BulkDelete removes all entries with the given ids in a single query using a parameterized IN clause. IDs that do not exist are silently ignored.

func (*Store) BulkUpsert added in v0.5.4

func (s *Store) BulkUpsert(ctx context.Context, entries []goagent.UpsertEntry) error

BulkUpsert stores or updates all entries in a single database transaction when the underlying connection supports BeginTx (e.g. *sql.DB). Otherwise entries are upserted sequentially with individual calls. The operation is idempotent; duplicate IDs within entries follow last-write-wins semantics.

func (*Store) Delete

func (s *Store) Delete(ctx context.Context, id string) error

Delete removes the entry with the given id from the store.

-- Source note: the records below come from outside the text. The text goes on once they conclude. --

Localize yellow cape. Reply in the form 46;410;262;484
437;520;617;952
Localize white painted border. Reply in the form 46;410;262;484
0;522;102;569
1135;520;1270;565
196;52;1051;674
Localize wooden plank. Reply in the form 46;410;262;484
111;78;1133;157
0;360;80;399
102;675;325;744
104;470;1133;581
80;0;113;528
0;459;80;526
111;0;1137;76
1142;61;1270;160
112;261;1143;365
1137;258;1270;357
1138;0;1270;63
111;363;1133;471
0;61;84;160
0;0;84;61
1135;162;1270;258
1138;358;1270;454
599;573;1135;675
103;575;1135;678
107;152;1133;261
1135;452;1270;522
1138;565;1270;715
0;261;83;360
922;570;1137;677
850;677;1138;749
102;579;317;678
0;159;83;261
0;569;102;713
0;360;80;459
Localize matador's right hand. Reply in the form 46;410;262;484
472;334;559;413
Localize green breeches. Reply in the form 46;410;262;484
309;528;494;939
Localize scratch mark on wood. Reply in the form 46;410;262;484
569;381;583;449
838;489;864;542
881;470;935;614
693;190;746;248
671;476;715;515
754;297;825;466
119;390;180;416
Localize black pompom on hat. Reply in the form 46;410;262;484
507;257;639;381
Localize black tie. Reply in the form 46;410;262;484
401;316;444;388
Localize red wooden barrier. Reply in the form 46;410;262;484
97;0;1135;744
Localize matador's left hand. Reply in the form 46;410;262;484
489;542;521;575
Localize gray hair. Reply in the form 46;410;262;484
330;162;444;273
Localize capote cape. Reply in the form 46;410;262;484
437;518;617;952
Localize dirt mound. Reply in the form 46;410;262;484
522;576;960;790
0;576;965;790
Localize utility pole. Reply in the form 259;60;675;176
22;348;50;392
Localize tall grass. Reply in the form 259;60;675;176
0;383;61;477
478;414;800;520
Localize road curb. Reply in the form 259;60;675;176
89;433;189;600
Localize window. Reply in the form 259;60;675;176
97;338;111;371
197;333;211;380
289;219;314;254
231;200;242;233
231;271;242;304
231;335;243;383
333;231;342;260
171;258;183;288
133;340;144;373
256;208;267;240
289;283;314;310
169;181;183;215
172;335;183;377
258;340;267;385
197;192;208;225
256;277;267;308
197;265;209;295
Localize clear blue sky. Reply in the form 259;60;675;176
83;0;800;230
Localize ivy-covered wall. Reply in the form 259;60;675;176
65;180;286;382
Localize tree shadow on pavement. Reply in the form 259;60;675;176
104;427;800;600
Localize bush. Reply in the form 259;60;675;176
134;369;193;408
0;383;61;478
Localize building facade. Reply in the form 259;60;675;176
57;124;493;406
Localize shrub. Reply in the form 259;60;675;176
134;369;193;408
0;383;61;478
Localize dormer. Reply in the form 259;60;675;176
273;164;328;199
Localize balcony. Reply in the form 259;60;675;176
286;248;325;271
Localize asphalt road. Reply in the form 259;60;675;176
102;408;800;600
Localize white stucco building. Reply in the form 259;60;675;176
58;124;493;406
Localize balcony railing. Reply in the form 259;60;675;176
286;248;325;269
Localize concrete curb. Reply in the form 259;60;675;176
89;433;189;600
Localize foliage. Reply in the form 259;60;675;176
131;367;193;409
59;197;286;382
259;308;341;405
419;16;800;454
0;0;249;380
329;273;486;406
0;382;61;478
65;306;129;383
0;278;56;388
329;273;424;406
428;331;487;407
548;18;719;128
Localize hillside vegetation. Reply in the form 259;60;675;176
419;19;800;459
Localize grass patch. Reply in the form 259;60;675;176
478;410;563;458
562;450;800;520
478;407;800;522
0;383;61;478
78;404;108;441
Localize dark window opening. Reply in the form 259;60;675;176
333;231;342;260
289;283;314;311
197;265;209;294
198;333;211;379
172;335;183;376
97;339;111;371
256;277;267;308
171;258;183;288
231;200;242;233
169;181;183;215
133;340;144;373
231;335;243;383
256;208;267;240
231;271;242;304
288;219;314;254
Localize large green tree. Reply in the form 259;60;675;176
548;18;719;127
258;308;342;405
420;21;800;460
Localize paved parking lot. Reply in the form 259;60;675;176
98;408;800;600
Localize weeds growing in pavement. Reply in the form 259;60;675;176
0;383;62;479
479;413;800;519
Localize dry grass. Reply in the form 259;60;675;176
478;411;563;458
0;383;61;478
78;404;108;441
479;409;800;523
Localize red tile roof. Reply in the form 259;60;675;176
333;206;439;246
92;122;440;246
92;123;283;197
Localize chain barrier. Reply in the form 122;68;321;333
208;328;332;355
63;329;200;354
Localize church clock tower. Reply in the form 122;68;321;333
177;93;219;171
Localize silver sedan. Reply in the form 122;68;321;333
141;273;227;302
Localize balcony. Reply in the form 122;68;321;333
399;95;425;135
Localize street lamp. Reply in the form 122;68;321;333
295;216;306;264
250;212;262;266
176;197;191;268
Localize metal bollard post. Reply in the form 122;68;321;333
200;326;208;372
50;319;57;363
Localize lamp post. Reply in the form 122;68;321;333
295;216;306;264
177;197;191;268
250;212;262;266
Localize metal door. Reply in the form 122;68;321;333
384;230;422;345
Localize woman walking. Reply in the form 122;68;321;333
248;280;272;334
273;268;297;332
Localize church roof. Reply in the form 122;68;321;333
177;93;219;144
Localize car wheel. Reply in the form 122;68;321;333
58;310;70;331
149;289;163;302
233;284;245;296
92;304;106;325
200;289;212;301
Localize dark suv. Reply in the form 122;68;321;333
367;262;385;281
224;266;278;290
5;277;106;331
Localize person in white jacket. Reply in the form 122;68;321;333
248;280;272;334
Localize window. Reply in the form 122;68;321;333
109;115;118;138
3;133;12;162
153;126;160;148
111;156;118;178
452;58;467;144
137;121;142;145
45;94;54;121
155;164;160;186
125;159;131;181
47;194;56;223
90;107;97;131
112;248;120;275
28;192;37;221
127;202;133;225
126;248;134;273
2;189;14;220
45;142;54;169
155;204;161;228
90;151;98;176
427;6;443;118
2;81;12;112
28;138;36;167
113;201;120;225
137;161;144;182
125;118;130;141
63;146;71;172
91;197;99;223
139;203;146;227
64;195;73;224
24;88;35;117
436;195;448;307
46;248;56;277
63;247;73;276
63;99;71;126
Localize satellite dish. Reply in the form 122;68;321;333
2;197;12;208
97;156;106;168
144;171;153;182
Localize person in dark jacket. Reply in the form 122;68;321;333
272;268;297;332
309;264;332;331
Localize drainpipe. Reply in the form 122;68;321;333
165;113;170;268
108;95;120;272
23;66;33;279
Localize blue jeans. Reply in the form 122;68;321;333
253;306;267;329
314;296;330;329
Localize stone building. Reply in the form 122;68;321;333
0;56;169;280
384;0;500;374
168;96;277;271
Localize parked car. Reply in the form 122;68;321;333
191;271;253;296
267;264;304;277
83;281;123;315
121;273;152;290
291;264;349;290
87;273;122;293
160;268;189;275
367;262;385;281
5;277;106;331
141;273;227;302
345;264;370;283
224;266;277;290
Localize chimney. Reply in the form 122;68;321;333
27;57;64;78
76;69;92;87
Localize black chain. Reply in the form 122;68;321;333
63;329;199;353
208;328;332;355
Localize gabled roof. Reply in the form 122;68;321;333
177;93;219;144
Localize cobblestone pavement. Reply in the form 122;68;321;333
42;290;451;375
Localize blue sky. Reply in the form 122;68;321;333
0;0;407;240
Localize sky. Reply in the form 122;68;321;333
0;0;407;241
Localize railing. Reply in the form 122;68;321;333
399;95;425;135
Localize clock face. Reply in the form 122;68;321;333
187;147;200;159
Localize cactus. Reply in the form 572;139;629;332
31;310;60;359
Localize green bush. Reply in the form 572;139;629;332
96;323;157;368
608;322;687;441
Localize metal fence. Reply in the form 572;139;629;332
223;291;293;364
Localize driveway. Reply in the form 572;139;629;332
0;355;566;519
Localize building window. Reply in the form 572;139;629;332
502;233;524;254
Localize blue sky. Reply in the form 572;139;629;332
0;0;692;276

It is a no-op if id does not exist.

func (*Store) Search

func (s *Store) Search(ctx context.Context, vec []float32, topK int, opts ...goagent.SearchOption) ([]goagent.ScoredMessage, error)

Search returns the topK messages most similar to vec, ordered by similarity descending. Each returned Message has RoleDocument so it is never forwarded to a provider.

WithFilter applies a JSONB containment filter (metadata @> filter::jsonb) server-side. Requires MetadataColumn to be set in TableConfig; silently ignored otherwise. topK is applied after the filter by the database, so fewer than topK results may be returned when the filter is selective. WithScoreThreshold is applied post-query in Go.

Example (WithFilter)

ExampleStore_Search_withFilter demonstrates metadata filtering using goagent.WithFilter.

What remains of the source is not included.